Dadila silenció en el acto.
Para los rigurosos un excéntrico, para los más soñadores un espíritu libre. Todos, sin embargo, están de acuerdo en algo: Adrien actúa de acuerdo con su voluntad, evitando los prejuicios y los dogmas.─Siento decirle, señora Krentz, que, a pesar de haber sido convidado, el señor Baldimore no se encuentra con nosotros esta noche. Según tengo entendido, ha preferido quedarse en su residencia pintando.
─¿Ha rechazado tan magnífica invitación para permanecer encerrado en su domicilio? A pesar de ser un encanto, este joven es un tanto excéntrico, ¿no cree?
─A mí no me lo parece. Según mi humilde opinión, Adrien es un espíritu libre. Una de esas personas que actúa según sus propios deseos, y no según los caprichos del resto. Alguien que no piensa el qué dirán, sino que disfruta de la vida. Muchos deberíamos aprender de él.
─Baje el volumen de voz, querida. Si su marido la escucha hablar así, pensará que la une algo más que una amistad con el señorito Baldimore.
Dadila silenció en el acto.
Adrien es conocido, además de por sus pinturas, por su capacidad para escuchar. Aunque no siempre resulte un buen consejero, oye los problemas de los demás con suma atención, sonríe cuando es conveniente, y habla cuando se requiere una opinión.

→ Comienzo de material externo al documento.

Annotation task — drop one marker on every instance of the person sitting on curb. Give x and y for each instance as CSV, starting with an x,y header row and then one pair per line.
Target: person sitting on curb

Con las mujeres se muestra caballeroso, seductor y detallista. A pesar de haber tenido varios romances, ninguno de ellos ha salido bien, pues Adrien es un hombre complejo y sus amantes nunca llegaron a entenderlo. Cuando se enamora es leal y romántico, aunque le gusta conservar su espacio.
Congenia con los niños con asombrosa rapidez. A los críos les gusta Adrien y viceversa.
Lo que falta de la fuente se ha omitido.